Article 907 du Code de procédure civile En vigueur
A moins qu’il ne soit fait application de l’article 906, l’affaire est instruite sous le contrôle d’un magistrat de la chambre à laquelle elle est distribuée, dans les conditions prévues par les dispositions qui suivent.
Article 789 du Code de procédure civile En vigueur
Le juge de la mise en état est, à compter de sa désignation et, jusqu’à son dessaisissement, seul compétent, à l’exclusion de toute autre formation du tribunal, pour :
1° Statuer sur les exceptions de procédure, les demandes formées en application de l’article 47 et les incidents mettant fin à l’instance ;
1° bis Statuer sur le rejet rapide des demandes manifestement infondées en application de l’article 499-1 ;
2° Allouer une provision pour le procès ;
3° Accorder une provision au créancier lorsque l’existence de l’obligation n’est pas sérieusement contestable. Le juge de la mise en état peut subordonner l’exécution de sa décision à la constitution d’une garantie dans les conditions prévues aux articles 514-5,517 et 518 à 522 ;
4° Ordonner toutes autres mesures provisoires, même conservatoires, à l’exception des saisies conservatoires et des hypothèques et nantissements provisoires, ainsi que modifier ou compléter, en cas de survenance d’un fait nouveau, les mesures qui auraient déjà été ordonnées ;
5° Ordonner, même d’office, toute mesure d’instruction ;
6° Statuer sur les fins de non-recevoir.
Par dérogation au premier alinéa, s’il estime que la complexité du moyen soulevé ou l’état d’avancement de l’instruction le justifie, le juge de la mise en état peut décider que la fin de non-recevoir sera examinée à l’issue de l’instruction par la formation de jugement appelée à statuer sur le fond.

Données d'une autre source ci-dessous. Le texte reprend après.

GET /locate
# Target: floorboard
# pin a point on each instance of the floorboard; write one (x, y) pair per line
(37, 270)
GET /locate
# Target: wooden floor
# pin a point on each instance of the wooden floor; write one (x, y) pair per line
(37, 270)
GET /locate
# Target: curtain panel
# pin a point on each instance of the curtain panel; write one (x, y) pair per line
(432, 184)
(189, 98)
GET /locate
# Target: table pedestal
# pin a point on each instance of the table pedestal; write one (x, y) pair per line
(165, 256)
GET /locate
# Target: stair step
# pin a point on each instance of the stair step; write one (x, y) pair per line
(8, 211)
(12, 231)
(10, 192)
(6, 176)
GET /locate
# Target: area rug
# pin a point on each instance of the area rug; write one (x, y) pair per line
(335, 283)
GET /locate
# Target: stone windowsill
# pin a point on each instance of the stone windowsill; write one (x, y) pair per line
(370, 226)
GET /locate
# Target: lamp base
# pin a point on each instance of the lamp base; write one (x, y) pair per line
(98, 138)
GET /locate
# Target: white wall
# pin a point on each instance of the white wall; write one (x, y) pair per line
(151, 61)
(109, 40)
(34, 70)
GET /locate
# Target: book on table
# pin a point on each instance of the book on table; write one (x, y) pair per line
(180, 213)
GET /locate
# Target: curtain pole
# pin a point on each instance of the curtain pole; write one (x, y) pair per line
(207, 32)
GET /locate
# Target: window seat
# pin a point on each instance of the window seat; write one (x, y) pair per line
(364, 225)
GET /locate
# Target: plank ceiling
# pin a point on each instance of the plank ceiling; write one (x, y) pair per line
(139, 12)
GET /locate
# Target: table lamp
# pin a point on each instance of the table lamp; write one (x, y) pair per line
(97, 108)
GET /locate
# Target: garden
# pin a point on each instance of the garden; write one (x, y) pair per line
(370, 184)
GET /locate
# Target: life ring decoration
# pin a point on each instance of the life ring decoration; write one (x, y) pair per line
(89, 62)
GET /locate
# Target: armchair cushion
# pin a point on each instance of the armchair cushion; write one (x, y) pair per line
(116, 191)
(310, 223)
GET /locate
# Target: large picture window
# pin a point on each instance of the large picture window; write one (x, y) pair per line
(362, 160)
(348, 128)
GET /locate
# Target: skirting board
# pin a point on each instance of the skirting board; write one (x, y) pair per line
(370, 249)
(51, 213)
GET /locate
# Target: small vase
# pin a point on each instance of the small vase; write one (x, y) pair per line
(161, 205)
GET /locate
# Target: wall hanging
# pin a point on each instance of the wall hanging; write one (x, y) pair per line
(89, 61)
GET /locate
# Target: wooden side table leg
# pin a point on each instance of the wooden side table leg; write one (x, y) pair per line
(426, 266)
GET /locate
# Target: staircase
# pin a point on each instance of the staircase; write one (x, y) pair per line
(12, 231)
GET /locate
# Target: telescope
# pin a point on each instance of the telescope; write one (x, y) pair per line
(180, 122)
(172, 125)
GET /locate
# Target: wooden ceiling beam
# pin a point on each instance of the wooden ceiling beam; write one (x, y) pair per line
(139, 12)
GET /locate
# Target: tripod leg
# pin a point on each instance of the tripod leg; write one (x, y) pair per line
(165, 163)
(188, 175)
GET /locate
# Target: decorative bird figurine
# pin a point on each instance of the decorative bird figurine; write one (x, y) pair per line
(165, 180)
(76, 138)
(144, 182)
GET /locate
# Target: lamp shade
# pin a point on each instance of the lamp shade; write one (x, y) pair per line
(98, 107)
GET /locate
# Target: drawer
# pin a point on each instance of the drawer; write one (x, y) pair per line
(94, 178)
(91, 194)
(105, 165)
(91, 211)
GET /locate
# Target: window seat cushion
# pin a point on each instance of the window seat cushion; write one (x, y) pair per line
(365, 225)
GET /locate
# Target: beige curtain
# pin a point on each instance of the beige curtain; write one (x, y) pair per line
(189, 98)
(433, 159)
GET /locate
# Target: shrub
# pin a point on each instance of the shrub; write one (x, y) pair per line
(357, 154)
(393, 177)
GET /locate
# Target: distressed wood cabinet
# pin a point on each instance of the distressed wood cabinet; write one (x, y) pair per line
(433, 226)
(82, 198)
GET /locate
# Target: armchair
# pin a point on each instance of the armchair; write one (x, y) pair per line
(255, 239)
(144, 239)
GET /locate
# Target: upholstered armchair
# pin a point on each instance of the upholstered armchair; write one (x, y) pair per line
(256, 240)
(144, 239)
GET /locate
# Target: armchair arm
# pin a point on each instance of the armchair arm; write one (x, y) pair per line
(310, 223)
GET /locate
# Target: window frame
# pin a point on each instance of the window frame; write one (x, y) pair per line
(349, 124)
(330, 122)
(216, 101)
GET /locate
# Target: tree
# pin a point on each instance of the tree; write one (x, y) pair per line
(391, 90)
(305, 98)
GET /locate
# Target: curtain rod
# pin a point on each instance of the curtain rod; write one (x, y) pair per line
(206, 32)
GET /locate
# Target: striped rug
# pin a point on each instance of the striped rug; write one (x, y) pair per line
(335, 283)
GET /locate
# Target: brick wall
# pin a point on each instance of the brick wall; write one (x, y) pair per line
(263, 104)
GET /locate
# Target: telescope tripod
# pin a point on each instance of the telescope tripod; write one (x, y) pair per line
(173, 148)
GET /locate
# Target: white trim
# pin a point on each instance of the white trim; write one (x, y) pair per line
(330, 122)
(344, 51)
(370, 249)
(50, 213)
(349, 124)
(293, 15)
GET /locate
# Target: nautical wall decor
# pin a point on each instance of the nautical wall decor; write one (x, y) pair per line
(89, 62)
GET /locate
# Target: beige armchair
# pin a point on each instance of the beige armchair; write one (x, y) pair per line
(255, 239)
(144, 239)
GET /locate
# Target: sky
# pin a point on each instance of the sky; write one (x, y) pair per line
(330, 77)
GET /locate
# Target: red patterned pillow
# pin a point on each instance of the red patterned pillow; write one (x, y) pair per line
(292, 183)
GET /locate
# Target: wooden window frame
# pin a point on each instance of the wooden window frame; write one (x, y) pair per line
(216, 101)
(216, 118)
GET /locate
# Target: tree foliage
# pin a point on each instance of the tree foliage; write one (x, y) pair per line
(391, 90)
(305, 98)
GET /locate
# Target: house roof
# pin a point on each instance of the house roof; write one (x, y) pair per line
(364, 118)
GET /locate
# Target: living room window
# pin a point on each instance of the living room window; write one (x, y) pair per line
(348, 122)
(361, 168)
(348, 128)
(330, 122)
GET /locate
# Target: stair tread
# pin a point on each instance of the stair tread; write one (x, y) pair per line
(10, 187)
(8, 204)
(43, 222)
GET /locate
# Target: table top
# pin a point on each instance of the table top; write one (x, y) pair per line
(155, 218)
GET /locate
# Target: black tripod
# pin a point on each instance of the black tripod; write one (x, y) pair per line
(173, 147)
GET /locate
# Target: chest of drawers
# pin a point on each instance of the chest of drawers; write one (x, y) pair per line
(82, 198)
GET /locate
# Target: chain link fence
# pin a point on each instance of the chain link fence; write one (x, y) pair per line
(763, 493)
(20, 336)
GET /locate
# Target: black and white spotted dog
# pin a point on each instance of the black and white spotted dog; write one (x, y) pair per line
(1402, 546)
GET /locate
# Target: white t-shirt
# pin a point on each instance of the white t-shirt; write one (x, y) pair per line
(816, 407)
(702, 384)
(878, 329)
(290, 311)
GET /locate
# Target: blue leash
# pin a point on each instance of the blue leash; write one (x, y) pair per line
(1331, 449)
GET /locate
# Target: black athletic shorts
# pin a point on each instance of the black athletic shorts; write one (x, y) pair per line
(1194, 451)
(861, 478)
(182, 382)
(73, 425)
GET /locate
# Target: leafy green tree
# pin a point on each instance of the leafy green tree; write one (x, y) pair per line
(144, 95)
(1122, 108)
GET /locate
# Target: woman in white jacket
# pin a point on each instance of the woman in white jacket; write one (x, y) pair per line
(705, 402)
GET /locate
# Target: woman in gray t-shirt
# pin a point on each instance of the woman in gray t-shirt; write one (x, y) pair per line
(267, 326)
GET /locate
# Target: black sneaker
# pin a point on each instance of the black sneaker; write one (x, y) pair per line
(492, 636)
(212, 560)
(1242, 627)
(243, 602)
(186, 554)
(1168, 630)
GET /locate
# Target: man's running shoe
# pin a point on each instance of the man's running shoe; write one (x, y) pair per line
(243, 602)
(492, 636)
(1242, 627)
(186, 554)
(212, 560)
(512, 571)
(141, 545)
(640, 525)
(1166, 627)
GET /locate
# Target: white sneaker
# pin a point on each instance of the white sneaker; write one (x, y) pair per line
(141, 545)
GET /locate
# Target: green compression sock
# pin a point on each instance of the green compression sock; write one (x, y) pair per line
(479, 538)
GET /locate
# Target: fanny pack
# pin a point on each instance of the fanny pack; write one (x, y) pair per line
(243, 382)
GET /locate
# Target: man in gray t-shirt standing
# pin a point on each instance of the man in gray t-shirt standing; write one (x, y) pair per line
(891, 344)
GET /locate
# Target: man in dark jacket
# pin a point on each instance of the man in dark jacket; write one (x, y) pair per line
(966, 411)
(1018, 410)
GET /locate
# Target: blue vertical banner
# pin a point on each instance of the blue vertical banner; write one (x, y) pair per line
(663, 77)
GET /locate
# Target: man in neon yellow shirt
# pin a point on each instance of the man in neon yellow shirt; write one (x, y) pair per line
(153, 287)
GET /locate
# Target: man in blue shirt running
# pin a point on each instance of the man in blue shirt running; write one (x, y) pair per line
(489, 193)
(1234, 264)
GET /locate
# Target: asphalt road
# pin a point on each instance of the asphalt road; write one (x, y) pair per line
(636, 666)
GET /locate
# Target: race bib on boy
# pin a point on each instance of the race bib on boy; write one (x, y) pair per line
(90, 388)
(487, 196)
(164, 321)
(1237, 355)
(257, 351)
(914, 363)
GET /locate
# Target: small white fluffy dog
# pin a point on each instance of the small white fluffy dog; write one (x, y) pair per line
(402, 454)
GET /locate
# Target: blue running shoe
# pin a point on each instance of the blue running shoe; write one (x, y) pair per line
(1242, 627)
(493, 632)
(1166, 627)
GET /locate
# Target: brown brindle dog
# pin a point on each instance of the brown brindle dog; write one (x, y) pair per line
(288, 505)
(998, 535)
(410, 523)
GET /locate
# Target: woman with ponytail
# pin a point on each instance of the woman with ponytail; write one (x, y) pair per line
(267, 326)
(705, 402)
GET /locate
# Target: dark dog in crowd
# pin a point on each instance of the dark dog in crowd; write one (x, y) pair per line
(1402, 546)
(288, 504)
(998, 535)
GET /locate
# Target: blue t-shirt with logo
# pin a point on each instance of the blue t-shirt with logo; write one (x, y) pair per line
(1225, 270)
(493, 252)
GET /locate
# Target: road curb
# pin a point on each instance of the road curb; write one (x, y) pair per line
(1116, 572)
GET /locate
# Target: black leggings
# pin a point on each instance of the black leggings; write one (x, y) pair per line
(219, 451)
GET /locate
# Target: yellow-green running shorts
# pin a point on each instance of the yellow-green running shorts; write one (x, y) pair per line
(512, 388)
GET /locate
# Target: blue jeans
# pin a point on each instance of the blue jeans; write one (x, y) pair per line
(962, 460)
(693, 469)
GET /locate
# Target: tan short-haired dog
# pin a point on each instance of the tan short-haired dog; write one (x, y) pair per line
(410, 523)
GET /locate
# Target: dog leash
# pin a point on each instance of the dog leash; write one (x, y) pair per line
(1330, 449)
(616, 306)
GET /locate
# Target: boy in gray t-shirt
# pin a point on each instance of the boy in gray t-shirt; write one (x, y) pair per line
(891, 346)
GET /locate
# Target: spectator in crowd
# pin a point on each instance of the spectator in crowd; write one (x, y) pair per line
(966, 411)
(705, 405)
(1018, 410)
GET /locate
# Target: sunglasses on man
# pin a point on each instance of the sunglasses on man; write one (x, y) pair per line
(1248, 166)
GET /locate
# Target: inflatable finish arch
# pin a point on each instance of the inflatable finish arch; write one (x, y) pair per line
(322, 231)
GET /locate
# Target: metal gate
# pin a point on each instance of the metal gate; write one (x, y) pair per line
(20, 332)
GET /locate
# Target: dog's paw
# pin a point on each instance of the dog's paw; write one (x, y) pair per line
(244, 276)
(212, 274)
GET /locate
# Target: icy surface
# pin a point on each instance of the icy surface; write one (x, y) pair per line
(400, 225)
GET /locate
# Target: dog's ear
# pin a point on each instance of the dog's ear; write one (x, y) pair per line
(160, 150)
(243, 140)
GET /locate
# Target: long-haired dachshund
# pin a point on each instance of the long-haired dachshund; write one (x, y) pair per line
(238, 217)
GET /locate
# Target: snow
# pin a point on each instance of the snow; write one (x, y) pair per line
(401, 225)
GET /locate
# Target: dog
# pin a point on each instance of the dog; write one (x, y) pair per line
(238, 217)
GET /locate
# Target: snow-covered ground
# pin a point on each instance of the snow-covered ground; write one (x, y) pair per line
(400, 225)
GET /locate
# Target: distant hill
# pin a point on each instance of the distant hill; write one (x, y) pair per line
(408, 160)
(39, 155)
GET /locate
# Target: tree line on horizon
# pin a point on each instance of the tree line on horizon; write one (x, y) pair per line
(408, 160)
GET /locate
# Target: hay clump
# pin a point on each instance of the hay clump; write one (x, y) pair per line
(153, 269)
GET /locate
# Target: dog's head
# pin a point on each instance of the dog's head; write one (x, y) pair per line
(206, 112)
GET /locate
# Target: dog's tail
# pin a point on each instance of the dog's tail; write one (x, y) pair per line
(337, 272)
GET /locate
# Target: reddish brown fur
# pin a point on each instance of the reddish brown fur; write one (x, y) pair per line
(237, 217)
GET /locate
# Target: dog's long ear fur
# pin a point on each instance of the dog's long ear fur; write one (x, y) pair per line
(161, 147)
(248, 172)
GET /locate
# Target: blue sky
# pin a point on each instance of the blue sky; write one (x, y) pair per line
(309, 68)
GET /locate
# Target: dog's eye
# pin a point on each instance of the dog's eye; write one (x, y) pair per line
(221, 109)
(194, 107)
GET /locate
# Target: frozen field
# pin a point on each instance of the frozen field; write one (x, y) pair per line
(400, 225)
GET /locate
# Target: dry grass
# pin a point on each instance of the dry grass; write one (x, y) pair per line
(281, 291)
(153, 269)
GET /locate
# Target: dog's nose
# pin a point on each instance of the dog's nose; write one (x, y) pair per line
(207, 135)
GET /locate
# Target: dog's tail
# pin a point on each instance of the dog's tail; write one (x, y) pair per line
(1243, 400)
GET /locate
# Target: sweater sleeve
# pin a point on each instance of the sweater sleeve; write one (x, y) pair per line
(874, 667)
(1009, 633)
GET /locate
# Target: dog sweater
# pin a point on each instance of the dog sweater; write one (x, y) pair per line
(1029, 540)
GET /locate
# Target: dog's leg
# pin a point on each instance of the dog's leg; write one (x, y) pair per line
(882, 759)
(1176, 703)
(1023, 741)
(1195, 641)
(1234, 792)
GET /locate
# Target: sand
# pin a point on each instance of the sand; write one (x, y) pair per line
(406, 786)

Dans le cas visé au précédent alinéa, la décision du juge de la mise en état, qui constitue une mesure d’administration judiciaire, est prise par mention au dossier. Avis en est donné aux avocats. Les parties sont alors tenues de reprendre la fin de non-recevoir dans les conclusions adressées à la formation de jugement.
Article 700 du Code de procédure civile En vigueur
Le juge condamne la partie tenue aux dépens ou qui perd son procès à payer :
1° A l’autre partie la somme qu’il détermine, au titre des frais exposés et non compris dans les dépens ;
2° Et, le cas échéant, à l’avocat du bénéficiaire de l’aide juridictionnelle partielle ou totale une somme au titre des honoraires et frais, non compris dans les dépens, que le bénéficiaire de l’aide aurait exposés s’il n’avait pas eu cette aide. Dans ce cas, il est procédé comme il est dit aux alinéas 3 et 4 de l’article 37 de la loi n° 91-647 du 10 juillet 1991 .
Dans tous les cas, le juge tient compte de l’équité ou de la situation économique de la partie condamnée. Il peut, même d’office, pour des raisons tirées des mêmes considérations, dire qu’il n’y a pas lieu à ces condamnations.
Les parties peuvent produire les justificatifs des sommes qu’elles demandent.
La somme allouée au titre du 2° ne peut être inférieure à la part contributive de l’Etat majorée de 50 %.
Article 377 du Code de procédure civile En vigueur
En dehors des cas où la loi le prévoit, l’instance est suspendue par la décision qui sursoit à statuer, radie l’affaire ou ordonne son retrait du rôle.